Genome-wide association studies (GWAS) have been hugely successful in identifying regions of the genome associated with traits and with disease risk. However, due to technical and statistical limitations, these studies have often been undertaken in homogeneous populations of European ancestry. This has been to the detriment of genetic discovery in other populations, in which our understanding of genetic effects is much narrower. In part this has been due to inadequate characterization of genetic ancestry across and within populations. With the advent of 1000 Genomes Phase 3 and population-specific projects such as the African Genome Variation Project,1, 2 the resources are now available to perform such characterization. However, the appropriateness of established and novel statistical approaches to a multi-ethnic design has, until recently, remained opaque.

On page xxx of this issue, Cook and Morris3 report a statistical approach that adequately accounts for different ancestry in a multi-ethnic design GWAS. Using Type 2 Diabetes (T2D) as an example, in data from the Resource for Genetic Epidemiology on Adult Health and Aging—a large multi-ethnic population-based cohort—they show that their method both adequately accounts for population structure and can identify novel variants associated with the disease. The approach uses established techniques and can easily be implemented in standard GWAS software packages such as PLINK. Although the focus in this paper is on GWAS analyses, the method would likely also be of interest to those conducting large-scale sequencing studies. In this analysis, they identify a novel association with T2D at the TOMM40-APOE locus, a region that has previously been implicated in Alzheimer’s Disease, coronary heart disease, and lipid metabolism.4, 5, 6 This finding highlights the benefits of ancestrally inclusive study designs. In addition, Cook and Morris integrate tests of heterogeneity by axes of genetic variation (AGV)—variables derived from principal components analyses that best distinguish genetically dissimilar individuals—to formally detect heterogeneity in allelic effects between ancestry groups. They identify heterogeneity at the TCF7L2 locus by the first AGV, corresponding to weaker effects of the SNP on T2D susceptibility in East Asians. Whether this association arises due to the different genetic background in the population, or because of different exposures, remains a pertinent question, particularly given the strong influence of the locus in Europeans.

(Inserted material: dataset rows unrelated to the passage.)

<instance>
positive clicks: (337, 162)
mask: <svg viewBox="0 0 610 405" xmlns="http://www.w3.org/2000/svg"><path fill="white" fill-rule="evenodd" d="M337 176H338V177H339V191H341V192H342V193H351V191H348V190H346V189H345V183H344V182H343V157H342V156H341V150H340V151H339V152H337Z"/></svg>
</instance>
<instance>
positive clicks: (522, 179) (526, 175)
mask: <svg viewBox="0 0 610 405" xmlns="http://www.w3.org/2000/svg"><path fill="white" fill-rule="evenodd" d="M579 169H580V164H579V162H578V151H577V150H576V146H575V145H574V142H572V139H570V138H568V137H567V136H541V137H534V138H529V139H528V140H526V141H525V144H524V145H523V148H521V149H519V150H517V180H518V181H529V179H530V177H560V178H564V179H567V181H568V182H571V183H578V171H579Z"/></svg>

Use of multi-ethnic groups in genetic research

We currently lack relevant terminology for the diverse genetic populations. While geneticists use convenient but clunky terms like ‘of European ancestry’, or ‘of Asian ancestry,’ these can include individuals with highly diverse genetic lineage and are non-specific. The HapMap study considered that how populations are named ‘has important ramifications scientifically, culturally, and ethically’ (http://hapmap.ncbi.nlm.nih.gov/citinghapmap.html), and a recent Science article reminded us of the dangers in using racial terminology and classification in genetics.7 Cook and Morris’s work emphasises this point, in that it treats genetic ancestry as a continuum and therefore better reflects the often complex genetic lineage of study participants. Indeed, classification by self-declared ancestry or by ascertainment from a specific geographic region often poorly reflects genetic reality.8 It is important that statistical methods lead the way in using human genetic diversity effectively to understand the genomic underpinnings of disease. Studies assessing the contribution of variants to disease have shown that, in general, associated variants transcend ethnic groups, and play a role in disease susceptibility worldwide. There are analytical challenges to performing genome-wide association studies in the mixed ancestry and admixed populations, with care needed in both quality control and association testing,9 but the benefits to genetic discovery from recruiting ancestrally heterogeneous populations are considerable.10 The larger sample sizes attainable lead to novel loci being identified,11 and differences in linkage disequilibrium patterns across populations open up the potential to identify causal variants at associated loci through using fine-mapping approaches.12

Future prospects

The near future sees the release of genetic data from large multi-ethnic biobanking studies, including 500 000 participants from UK Biobank.13 Methods such as that outlined by Cook and Morris will no doubt help to power discovery and characterization of genetic associations in such resources. Furthermore, as the statistical methods and resources are now available to perform multi-ethnic analyses, researchers should be encouraged to recruit individuals to genetic studies regardless of ethnicity, helping to power discovery of further trans-ethnic associations. This will be important as our research focus shifts from genetic discovery to interpretation, and will aid translation of GWAS findings to clinical practice. These multi-ethnic studies will be essential to ensure that the benefits of the genetic revolution and of personalised medicine are universal.